Playing in the Void: What putting a sheet over my head taught me
I want to share about my experience this week—restlessly wandering in the void, the unknown, the dark.
This past week, I’ve felt disoriented, restless, and unmotivated—like I’ve begun a brand-new chapter but somehow got stuck at the starting line.
One way I think about the metaphorical dark is as void energy.
But here’s the question: How do we play in those void moments when we don’t know what to do or where to go?

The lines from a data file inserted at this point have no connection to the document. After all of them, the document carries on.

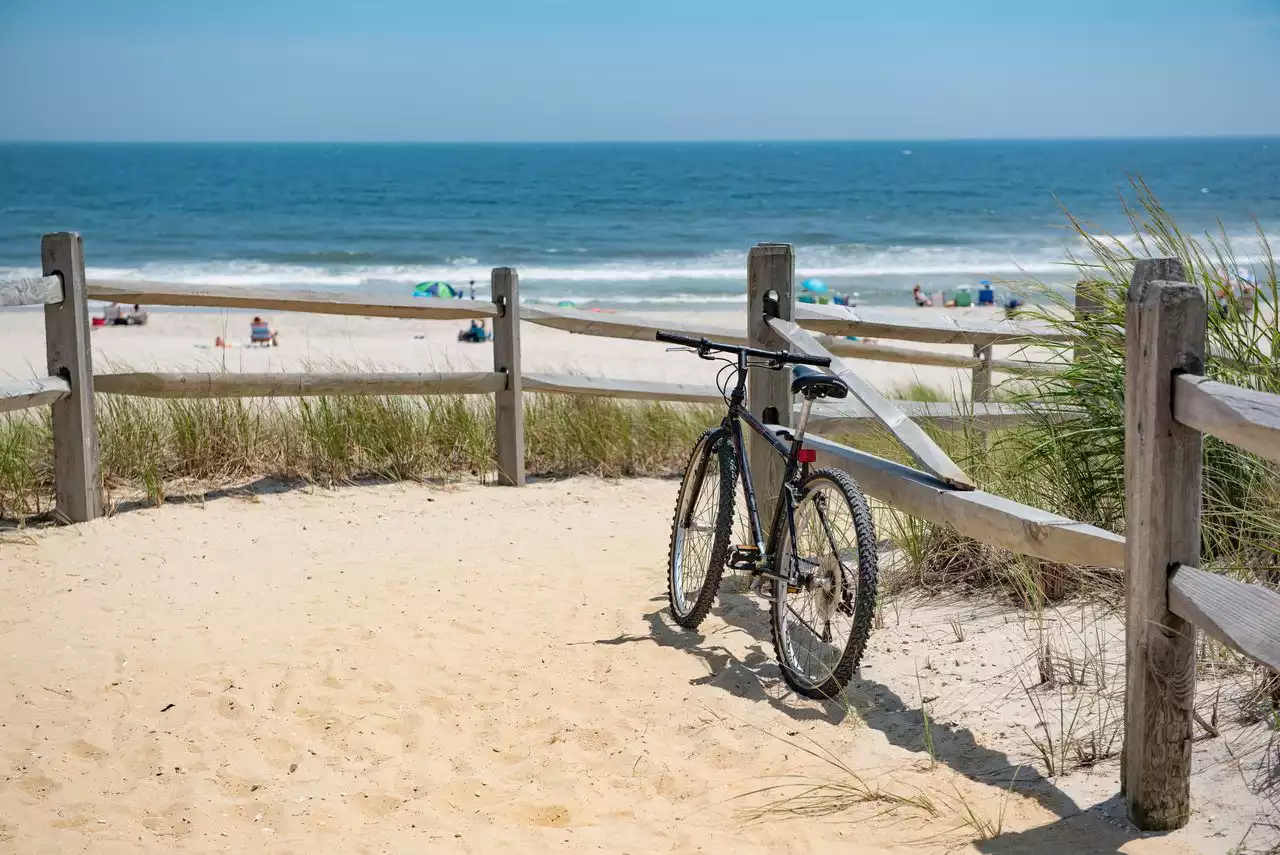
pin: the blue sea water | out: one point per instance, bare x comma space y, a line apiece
611, 224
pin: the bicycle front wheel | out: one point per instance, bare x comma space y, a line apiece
823, 616
699, 534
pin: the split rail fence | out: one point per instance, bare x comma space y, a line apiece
1169, 408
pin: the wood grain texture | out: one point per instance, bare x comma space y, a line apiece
918, 443
193, 384
1165, 334
24, 394
508, 401
627, 327
920, 325
35, 291
769, 270
976, 513
912, 356
1243, 616
1240, 416
316, 302
77, 475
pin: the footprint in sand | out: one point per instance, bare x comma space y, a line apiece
37, 785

In times like this, I go through the motions. I’ll take the walk, cook the nourishing meal, read the good book. All the while waiting… waiting for inspiration, waiting for the nudge of guidance. And the longer I wait, the more restless I become. Restlessness turns to contraction. Then resentment. Then distraction. And soon enough, I’m slipping toward those sneaky addictive patterns that try to fill the void for me.
A dear friend reminded me that these moments are potent for growth. And while I know this to be true (I’ve experienced it many times before), I still want to roll my eyes and stick out my tongue in protest.
Giving Voice to the Whiny Child
Sometimes in the void, I hear the voice of my inner child loud and clear:
“Ughhh, why aren’t we there yet? This is boring. I don’t want to wait anymore!”
Turning up the whiny little girl voice and letting her speak from the heart can actually bring relief. Instead of stuffing down the impatience, I exaggerate it—give it a stage, let it wail and complain. It feels silly and cathartic, and it reminds me that this part of me just wants to feel seen and held.
What I Learned by Putting a Sheet Over My Head
One of the hardest parts of the void, for me, is how it blocks access to presence, gratitude, and joy.
Just the other night, I was walking by a gorgeous lake at sunset—usually my favorite kind of scene—and I felt nothing. The beauty was there, but my body couldn’t receive it.
So… how did I play with that?
It always starts with presence and love. Without those, play feels impossible. From there, I ask myself: Okay, how can I play with this?
Here’s what I did:
I tuned into the “muted” feeling in my body—as if the color had been drained out of life—and realized it kind of felt like having a sheet over me. Hard to see where to go. Hard to experience the fullness of expression around me.
So I decided to play with it. I threw a sheet over my head and walked slowly around my house (yes, like a ghost). It turned the internal experience into something I could actually see, experience, and move with. I noticed how I was searching for bits of light to guide me. How cautious and hesitant I was with each step. How afraid I was of bumping into something.
And of course, Lucy (my dog) joined in on the game—stepping on the sheet and pulling me backward every time I tried to move forward. The resistance was hilariously on point.
What I felt afterward was… satisfaction. Like: Yes. That’s it. That’s exactly how this moment feels.
It reminded me to go gently. To notice even the tiniest glimmers of light. And to laugh out loud at the absurdity of it all. It also helped me find the pleasure and amusement in the experience—rather than searching for a way out.
And, surprisingly, soon after that, the experience shifted. I began to see little steps forward that I was ready to take.
So, how do you play in your void moments? Do you run away—or turn toward?